The Post article links to Post reporter John Frank's detailed analysis of legislative votes showing how Woods, during her first year in office, voted with seven other GOP state senators on the far right fringe of the GOP, mirroring the marginalized votes of extreme Republicans in the U.S. Congress.
The linked article matters a lot, because Woods faces Democrat Rachel Zenzinger in an Arvada/Westminster race that's a tossup going into the final two weeks, so voters should know where these two candidates stand on the issues.
Here are a few more details on the candidates' positions, retrieved from various sources.
Woods wants to pass a personhood abortion ban, making all abortion illegal, even after rape or incest.
Zenzinger is pro-choice, favoring the option of abortion for women.
Woods opposes criminal background checks for gun purchases at gun shows and elsewhere, and she wants citizens to be allowed to openly carry a gun in public.

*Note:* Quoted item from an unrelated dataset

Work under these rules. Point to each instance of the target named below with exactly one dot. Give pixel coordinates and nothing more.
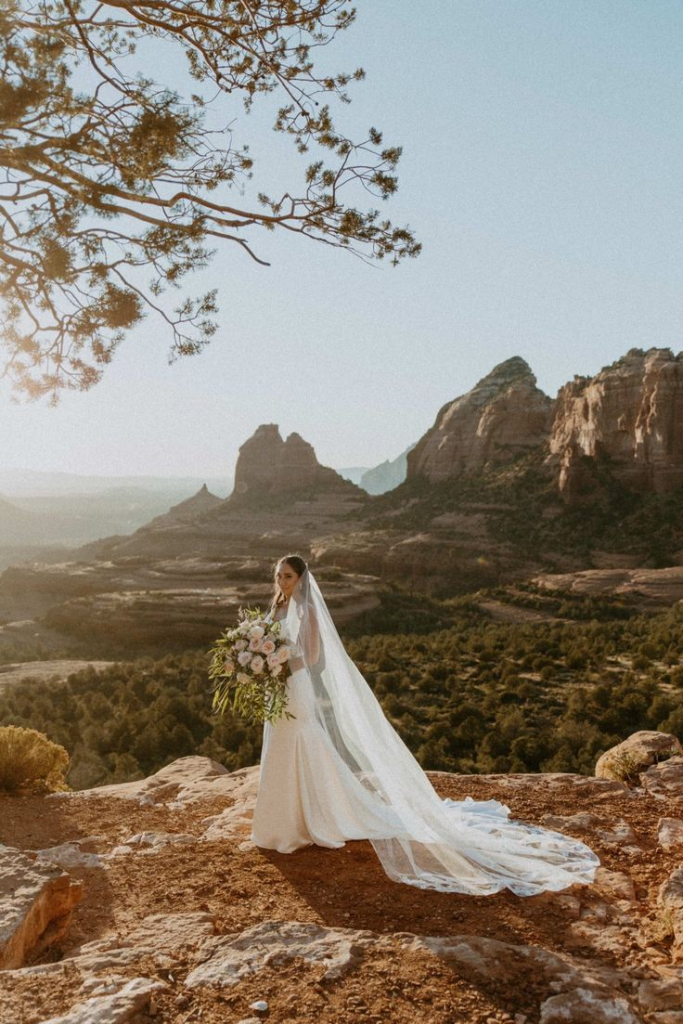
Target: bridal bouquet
(249, 668)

Zenzinger backs laws requiring criminal background checks prior to gun purchases, and she opposes open carry.
Zenzinger opposes vouchers.
Woods proposes de-funding Planned Parenthood, forcing the organization to turn away about 1,000 patients in Arvada.
Zenzinger supports federal funding of Planned Parenthood.
Woods voted against a successful teen-pregnancy prevention program.
Zenzinger backs the teen pregnancy prevention measure.
Woods opposes same-sex marriage.
Zenzinger supports it.
A lot of attention has been paid, and rightfully so, to Woods' longstanding support for GOP presidential candidate Donald Trump, including her forgiveness of his lewd comments about women. But at the end of the day, voters will want a broader picture of both Woods and Zenzinger.